Choosing to go back to school never is an easy choice. However, for me it felt like it was the best option I had considering my circumstances. Having recently graduated college with a bachelors in finance, I was used to being a student so the idea of going back to school wasn’t something outside my scope of experience. Moreover, I wanted a real skill to put down on my resume. Going to school for a bachelors in finance was difficult, but I always imagined myself working in an office and using those things I learned in school for work post graduation. After graduating college I was fortunate enough to land a job working for Meryl Lynch Wealth Management as a financial advisor. Shortly after joining the work force I learned how unimportant everything I learned in school really was. Being a business student was always great, the teachers were for the most part caring, fun, and the classes were easy aside from math intensive courses. Business students didn’t have the same necessity for a specific skillset that other degrees required, and that was great at the time but made things difficult post graduation. Working in the business field is about your social skills if you do not have a clear cut skill. Falling into that category I found myself only being “qualified” for jobs that were in sales, even if I had worked experience as an accounting intern. Even working for somewhere like Meryl Lynch all you needed was the social skills to do it, and that wasn't something I realized until after I took the job.
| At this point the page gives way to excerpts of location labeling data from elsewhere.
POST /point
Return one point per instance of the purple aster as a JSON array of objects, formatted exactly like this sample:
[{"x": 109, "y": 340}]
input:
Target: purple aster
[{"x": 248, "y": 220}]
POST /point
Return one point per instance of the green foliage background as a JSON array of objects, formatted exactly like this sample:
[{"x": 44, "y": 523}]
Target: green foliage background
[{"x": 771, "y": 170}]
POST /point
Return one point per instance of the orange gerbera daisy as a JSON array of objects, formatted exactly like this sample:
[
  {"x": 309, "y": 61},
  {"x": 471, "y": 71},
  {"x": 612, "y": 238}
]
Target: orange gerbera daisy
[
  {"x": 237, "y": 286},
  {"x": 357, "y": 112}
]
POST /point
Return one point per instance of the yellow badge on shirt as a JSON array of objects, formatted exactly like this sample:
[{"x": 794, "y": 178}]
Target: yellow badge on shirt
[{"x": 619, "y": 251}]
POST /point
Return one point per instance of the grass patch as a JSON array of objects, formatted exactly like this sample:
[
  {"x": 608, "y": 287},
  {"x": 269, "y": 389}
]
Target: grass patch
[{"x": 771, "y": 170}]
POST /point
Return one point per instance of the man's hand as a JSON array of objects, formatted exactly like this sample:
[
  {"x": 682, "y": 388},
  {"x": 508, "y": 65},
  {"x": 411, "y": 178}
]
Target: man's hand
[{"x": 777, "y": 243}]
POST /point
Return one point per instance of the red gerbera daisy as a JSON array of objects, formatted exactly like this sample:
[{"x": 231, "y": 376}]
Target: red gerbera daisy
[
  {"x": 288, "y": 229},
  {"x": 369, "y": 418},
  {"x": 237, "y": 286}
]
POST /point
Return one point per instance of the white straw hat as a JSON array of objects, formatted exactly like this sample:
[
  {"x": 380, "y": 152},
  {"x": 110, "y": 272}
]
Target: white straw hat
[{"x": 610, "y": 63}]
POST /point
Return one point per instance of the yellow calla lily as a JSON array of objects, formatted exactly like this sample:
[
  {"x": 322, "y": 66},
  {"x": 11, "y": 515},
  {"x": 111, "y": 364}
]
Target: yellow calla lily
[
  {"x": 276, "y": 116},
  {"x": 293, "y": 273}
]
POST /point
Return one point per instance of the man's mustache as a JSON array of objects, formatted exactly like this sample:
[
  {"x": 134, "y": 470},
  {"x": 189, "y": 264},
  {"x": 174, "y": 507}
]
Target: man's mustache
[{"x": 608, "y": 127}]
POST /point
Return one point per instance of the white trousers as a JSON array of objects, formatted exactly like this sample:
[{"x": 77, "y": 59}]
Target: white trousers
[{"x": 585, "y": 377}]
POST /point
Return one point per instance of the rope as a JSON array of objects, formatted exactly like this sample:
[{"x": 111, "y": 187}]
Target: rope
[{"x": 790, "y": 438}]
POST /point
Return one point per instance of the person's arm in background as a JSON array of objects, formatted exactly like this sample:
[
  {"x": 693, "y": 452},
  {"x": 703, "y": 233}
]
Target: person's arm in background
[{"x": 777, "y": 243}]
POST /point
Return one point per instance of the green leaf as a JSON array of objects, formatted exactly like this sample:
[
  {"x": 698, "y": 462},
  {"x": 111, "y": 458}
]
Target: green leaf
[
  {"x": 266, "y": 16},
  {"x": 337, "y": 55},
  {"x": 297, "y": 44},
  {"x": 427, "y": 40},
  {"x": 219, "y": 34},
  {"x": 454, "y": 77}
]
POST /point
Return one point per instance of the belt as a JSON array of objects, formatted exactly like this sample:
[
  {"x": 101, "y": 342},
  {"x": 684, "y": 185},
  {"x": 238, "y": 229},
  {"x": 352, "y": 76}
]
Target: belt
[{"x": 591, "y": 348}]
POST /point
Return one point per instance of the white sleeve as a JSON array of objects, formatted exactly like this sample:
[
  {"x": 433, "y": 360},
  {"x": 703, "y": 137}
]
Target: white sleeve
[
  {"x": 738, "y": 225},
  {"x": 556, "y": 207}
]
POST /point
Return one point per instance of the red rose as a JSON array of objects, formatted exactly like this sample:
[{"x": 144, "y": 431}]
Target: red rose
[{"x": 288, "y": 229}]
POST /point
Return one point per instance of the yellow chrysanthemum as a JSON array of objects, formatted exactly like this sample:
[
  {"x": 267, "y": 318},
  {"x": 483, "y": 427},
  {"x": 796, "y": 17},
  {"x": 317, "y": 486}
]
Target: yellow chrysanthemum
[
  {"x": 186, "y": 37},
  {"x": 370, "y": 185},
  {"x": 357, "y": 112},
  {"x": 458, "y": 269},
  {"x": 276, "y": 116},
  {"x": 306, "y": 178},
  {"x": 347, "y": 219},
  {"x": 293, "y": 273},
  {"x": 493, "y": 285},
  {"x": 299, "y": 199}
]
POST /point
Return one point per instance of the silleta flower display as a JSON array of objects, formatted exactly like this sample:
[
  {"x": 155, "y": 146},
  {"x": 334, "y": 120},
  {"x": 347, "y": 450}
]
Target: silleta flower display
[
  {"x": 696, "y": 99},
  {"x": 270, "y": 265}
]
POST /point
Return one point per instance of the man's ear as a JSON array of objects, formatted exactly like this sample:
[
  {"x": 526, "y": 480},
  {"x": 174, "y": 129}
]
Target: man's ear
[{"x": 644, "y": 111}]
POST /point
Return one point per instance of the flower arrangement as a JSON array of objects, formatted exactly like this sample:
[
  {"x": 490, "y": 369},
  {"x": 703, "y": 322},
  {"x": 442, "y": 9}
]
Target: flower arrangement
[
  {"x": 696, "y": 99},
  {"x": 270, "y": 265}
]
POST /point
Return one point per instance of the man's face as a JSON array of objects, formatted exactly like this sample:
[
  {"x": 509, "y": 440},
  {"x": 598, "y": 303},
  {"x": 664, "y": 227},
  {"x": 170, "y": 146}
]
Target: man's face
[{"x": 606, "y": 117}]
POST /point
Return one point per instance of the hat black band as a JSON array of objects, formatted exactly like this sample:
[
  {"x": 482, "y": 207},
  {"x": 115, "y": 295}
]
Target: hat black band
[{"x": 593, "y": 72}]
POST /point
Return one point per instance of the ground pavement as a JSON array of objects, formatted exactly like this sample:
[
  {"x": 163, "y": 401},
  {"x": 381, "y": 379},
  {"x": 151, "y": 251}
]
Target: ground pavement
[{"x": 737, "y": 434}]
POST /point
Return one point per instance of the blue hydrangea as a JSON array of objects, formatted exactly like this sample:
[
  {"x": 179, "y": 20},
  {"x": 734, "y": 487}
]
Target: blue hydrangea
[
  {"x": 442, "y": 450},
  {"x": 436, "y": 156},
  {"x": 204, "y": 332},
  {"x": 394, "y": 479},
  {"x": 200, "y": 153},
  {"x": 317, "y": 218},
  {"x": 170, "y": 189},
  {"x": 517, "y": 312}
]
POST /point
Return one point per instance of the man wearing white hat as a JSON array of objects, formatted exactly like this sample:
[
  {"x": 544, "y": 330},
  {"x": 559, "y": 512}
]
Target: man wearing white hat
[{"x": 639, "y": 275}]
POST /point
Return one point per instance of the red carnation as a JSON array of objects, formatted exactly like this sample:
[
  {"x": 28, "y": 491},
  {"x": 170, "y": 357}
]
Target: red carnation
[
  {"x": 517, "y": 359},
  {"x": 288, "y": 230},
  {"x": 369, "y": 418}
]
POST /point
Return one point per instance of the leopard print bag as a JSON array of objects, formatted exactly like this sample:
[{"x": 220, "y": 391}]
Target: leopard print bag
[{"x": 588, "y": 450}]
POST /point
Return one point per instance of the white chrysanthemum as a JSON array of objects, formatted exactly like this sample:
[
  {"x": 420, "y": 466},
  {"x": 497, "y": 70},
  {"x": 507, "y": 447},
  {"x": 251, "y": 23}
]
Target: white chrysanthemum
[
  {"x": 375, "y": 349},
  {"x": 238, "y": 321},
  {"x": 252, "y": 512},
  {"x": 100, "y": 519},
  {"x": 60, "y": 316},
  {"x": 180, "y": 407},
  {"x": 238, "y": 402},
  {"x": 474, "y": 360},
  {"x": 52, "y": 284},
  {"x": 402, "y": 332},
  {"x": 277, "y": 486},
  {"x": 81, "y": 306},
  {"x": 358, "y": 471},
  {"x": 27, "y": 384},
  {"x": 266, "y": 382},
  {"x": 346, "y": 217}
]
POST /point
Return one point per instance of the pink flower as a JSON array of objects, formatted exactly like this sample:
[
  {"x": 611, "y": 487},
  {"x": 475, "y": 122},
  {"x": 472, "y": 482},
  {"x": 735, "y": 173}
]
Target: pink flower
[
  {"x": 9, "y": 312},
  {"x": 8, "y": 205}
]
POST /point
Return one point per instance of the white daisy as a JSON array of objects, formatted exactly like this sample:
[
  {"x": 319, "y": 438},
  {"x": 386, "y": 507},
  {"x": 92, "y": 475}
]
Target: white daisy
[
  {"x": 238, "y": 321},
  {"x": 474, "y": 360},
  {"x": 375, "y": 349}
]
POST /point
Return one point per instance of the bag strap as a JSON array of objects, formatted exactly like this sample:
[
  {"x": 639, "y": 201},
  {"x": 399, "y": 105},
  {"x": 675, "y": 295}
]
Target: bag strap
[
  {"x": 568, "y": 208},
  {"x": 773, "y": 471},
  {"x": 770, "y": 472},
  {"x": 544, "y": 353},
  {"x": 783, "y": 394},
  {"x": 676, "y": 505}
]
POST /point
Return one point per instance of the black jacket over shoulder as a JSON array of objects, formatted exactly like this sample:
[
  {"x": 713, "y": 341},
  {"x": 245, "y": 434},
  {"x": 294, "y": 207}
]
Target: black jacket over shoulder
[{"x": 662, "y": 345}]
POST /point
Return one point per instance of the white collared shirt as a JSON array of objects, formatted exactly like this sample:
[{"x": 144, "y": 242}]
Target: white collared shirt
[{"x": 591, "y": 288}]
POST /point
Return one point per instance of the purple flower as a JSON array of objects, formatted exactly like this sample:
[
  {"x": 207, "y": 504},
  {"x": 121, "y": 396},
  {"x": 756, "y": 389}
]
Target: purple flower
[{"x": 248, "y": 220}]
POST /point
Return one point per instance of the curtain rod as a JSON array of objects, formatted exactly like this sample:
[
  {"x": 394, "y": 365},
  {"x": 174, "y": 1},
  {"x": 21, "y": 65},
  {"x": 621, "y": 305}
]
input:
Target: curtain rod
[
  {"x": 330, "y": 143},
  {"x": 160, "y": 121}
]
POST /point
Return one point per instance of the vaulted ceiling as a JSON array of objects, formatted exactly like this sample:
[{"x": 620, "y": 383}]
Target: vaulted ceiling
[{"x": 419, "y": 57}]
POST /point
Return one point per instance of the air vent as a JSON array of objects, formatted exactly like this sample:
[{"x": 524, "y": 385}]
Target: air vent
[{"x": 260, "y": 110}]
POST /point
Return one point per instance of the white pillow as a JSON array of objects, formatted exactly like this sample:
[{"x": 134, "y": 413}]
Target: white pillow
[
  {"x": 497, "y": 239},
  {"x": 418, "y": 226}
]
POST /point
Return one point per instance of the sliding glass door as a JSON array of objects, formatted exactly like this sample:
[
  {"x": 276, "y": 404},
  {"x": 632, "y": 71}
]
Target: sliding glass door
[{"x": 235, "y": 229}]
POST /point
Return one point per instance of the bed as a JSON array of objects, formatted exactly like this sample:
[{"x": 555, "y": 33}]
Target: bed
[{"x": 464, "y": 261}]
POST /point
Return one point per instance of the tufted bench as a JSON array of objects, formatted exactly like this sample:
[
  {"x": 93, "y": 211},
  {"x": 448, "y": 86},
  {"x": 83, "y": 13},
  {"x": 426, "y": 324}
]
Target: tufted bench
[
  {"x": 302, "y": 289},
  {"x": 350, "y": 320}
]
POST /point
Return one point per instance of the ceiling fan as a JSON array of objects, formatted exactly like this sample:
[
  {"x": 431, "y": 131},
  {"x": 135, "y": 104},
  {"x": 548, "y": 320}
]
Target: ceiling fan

The job began with my boss telling me that I had to pass my series 7 & 66 licensing exams to be qualified to be a financial advisor for them, and so I studied and passed my exams, but I was always under the impression that my job was going to be different. That although it was technically in the scope of sales jobs it would somehow be “different”. Unfortunately, for me I quickly realized that my co-workers were all nice on the surface, but in sales the mentality is ‘there can only be one’ which tends to lead to a toxic work environment. Quickly, I realized that the line of work, what was expected of me, and the environment was something I did not want to work in no matter how good the money was. Money couldn’t buy me happiness or fulfillment, and so after having the job for roughly seven months I quit.

Unfortunately, for the world a pandemic plagued all our lives shortly after I left Meryl Lynch and a long period of contemplation about my future began. It ended with me deciding that I wanted a proper skill that I could use to actually create a career in a line of work that wouldn’t be automated in the future. I had roommates in college who were information technology students, and post graduation they were all able to get jobs in their field that were relatively high paying that allowed them to have the flexibility of working wherever they decided as long as they had an internet connection. Through conversations with them and looking for resources online I came across Flatiron School, and decided that I should take the chance on becoming a software developer.

I am currently three months into my studies, and immediately I realized how different it was from what I was learning in school for my finance degree. The biggest difference is the emphasis on continued learning. As a developer you need to constantly be learning and expanding your range of knowledge as the field expands. Whereas, everything else I learned in school was pretty standard across the board, and on top of that a lot of what you would do in the business field was already automated for you. There was no need to be able to have good technical skills because its likely that you have software that does the math for you or someone has already aggregated the data you wanted into a nice spreadsheet for you already. I wanted to step away from the easiness and simplicity that my degree gave me and challenge myself to learn something not a lot of people can learn. I hope that this path leads me down a road of success and fulfilment, and I can already tell that the road is already laid out ahead of me, I just need to keep going.